I grimaced and reached into the car, easily putting the car into neutral thanks to it being a manual transmission.
If I could manage it, I wanted to push the car off the property. The tow truck was loud as hell, and with this quiet neighborhood, it’d be heard in the house if I wasn’t careful.
And I did just that, getting it all the way to the end of the driveway and into the street before anything happened.
It was when I positioned the truck in front of the car, and got the wheels lifted up off the ground when Colman finally caught on that he was having his car repossessed.
He walked out, a Red Bull in one hand, and his car keys in the other, when he came to a sudden halt when he didn’t see his car.
“What the fuck?” I heard him growl.
My lips twitched as I finished up getting the car strapped up, which was about the time that he noticed me.
“That’s my car!” he bellowed.
Down went the energy drink, and out came the gun.
I cursed, walking around the side of the truck, my sole purpose to get into the cab and get the hell out of there.
I would’ve accomplished it, too, had he not started toward me.
Except, when he started down the driveway toward me, the long length of the dog’s chain had him tripping and hitting his knees.
I didn’t wait for him to do anything else. I got the truck into drive and started accelerating down the street.

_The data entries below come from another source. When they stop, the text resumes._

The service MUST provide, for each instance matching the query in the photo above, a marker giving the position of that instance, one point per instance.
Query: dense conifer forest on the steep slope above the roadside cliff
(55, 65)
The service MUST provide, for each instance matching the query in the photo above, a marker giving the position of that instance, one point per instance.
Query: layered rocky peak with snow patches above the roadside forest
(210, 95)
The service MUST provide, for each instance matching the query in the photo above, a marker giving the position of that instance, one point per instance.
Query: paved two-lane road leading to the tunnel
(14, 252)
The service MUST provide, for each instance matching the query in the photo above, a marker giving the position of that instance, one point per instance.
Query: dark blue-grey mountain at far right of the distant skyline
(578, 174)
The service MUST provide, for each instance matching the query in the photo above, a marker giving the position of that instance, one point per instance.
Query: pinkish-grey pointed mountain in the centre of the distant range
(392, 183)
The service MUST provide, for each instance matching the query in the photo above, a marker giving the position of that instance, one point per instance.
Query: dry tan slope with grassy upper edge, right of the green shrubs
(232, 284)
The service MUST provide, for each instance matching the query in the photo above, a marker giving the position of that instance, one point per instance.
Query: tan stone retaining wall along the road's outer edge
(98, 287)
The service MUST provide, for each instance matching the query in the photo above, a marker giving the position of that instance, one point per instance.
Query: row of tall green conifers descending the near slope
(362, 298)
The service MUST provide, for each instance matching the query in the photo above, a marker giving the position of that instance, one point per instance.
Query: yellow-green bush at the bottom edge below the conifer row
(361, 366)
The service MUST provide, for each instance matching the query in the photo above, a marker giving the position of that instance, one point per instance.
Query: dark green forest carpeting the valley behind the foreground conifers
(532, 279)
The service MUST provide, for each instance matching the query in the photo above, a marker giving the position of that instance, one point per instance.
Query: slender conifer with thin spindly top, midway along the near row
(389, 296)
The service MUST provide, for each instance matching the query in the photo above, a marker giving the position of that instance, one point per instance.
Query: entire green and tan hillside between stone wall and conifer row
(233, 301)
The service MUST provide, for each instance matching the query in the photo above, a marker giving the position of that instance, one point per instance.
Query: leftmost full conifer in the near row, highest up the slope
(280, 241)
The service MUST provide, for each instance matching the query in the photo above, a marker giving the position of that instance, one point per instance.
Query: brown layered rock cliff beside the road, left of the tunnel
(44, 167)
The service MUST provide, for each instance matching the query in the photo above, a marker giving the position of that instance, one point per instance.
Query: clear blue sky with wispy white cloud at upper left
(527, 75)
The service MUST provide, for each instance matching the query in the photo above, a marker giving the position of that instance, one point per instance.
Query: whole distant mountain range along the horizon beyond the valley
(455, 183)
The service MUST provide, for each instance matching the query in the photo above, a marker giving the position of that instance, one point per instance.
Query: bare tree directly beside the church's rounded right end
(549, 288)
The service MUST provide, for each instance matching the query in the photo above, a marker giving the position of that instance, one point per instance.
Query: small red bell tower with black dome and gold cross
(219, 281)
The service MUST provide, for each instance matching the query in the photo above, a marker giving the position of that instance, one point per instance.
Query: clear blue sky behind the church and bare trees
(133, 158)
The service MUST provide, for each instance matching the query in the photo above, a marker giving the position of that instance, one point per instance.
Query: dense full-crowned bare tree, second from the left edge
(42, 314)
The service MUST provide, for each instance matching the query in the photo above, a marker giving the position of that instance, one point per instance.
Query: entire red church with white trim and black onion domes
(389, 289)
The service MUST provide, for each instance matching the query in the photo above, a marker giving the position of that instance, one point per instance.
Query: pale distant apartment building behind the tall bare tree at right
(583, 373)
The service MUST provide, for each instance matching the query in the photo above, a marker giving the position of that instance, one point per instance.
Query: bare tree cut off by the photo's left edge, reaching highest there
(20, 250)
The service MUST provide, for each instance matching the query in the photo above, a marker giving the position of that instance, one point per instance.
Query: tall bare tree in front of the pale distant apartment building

That didn’t stop me from watching him in my rear-view mirror, though.
He went down hard.
The gun skittered across the concrete, but that didn’t stop him from picking up the chain and giving the chain a vicious yank
in anger.
My foot was on the brake, something inside of me telling me to wait and go back for the dog, but then I thought about how upset Hennessy would be if I got shot over a dog that was probably already dead.
She may be mad at me, but she’d still be upset.

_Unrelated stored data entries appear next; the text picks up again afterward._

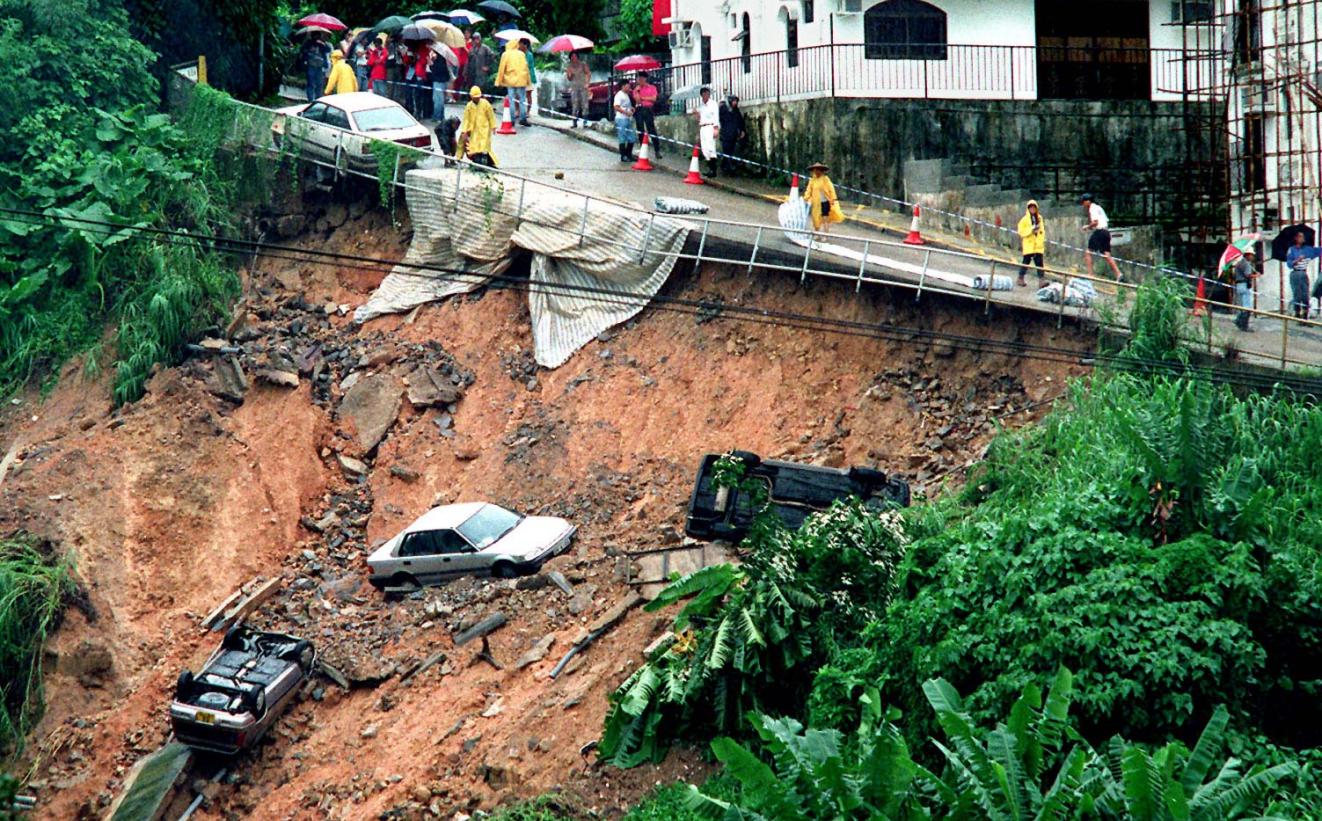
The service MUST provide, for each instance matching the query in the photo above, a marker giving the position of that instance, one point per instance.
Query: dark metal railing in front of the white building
(953, 72)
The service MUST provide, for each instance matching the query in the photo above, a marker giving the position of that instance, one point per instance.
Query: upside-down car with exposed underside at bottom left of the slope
(231, 704)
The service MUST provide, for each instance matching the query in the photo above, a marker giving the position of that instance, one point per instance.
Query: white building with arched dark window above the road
(966, 50)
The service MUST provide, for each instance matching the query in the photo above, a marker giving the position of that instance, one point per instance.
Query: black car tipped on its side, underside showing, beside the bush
(797, 491)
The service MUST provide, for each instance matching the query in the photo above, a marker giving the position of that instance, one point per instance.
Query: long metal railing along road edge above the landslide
(253, 130)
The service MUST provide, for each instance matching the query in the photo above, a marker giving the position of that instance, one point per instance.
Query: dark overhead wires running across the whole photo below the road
(695, 307)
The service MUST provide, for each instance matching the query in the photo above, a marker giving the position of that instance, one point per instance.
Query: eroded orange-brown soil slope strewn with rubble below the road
(174, 503)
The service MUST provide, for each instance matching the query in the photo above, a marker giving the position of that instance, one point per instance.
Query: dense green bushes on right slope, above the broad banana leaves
(1160, 537)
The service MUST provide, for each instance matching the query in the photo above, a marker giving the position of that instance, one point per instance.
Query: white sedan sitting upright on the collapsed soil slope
(471, 539)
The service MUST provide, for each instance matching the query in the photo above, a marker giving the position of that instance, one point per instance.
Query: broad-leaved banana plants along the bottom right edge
(1032, 766)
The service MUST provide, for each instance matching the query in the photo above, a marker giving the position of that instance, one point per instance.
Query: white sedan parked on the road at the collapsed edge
(340, 129)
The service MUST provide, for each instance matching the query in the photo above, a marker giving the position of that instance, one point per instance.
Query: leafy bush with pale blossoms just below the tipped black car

And regardless of what Travis told me to do, he’d never expect me to put myself in danger because of a job.
I cursed and slammed my hand down on the steering wheel. Then drove the stupid fucker’s car to the bond company, got my money for the repossession, and drove back to the office to drop off the check.
All the while, though, I couldn’t stop thinking about that dog, and whether he was okay.
Chapter 18
You better not pout. You better not cry. You better not scream I’m going in dry.

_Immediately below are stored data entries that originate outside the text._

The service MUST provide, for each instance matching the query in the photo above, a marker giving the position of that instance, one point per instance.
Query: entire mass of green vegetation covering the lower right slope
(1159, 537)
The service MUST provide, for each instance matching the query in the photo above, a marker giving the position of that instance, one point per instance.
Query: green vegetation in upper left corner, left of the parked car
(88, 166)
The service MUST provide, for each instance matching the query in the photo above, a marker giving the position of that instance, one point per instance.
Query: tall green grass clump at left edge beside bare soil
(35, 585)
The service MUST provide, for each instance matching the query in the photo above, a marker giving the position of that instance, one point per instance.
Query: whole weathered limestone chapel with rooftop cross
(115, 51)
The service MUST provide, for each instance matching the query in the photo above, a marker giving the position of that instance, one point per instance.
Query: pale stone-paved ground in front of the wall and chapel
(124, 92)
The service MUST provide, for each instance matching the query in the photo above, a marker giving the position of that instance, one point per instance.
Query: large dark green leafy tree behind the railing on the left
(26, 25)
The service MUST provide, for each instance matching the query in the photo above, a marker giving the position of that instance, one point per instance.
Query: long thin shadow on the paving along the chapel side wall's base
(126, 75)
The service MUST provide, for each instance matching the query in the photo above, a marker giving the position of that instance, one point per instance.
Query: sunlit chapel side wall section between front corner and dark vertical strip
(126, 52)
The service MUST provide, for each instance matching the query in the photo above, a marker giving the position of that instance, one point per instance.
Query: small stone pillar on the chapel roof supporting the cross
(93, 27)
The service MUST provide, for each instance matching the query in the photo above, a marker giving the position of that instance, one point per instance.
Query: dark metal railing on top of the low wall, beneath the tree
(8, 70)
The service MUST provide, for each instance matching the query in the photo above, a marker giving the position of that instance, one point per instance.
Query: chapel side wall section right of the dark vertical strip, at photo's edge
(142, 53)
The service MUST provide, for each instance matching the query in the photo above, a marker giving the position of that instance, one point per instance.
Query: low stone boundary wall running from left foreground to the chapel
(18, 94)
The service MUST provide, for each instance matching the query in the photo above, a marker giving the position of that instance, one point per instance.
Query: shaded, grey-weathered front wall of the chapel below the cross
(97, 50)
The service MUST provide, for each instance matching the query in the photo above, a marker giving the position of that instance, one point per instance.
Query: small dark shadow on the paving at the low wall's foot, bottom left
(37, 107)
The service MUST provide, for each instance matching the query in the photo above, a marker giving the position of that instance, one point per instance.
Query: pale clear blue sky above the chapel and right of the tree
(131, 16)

-Text from Krisney to Hennessy
Hennessy
I didn’t watch for him to come home. No, I was in my living room, perfecting the fold in my curtains, and not staring at the road as I waited for my neighbor and ex-lover, as well as soon to be ex-patient, to get home.
Nope, not me, Hennessy Hanes.
I snorted at that lie. Out of all the lies I told myself, the ones that came to Tate were always the worst.
That man had always done something to me, and I had no control over anything when it came to him.
So, there I sat, after finding out that the man had a child, thinking about everything that was wrong with this situation.
At least I’d found out that he didn’t have a child on the way, but one that was already born. Years ago, as a matter of fact.
There was that, I guess.
Krisney had been more than happy to share that news with me via text message.
So yes, I was angry. I was sad. And I was heartbroken. I also most certainly wasn’t waiting by the front window to get a glimpse of him.
He’d looked terrible earlier.
I almost felt sorry for him.
Almost.
Growling at myself and my inability to let Tate go, I threw the curtains out of my hand and started to pace the length of my living room.
And, ten minutes later when I heard the first sound of my neighbor’s truck pull down our street, I told myself not to do it.
Told myself to be strong. To go into my bedroom and possibly take a nap.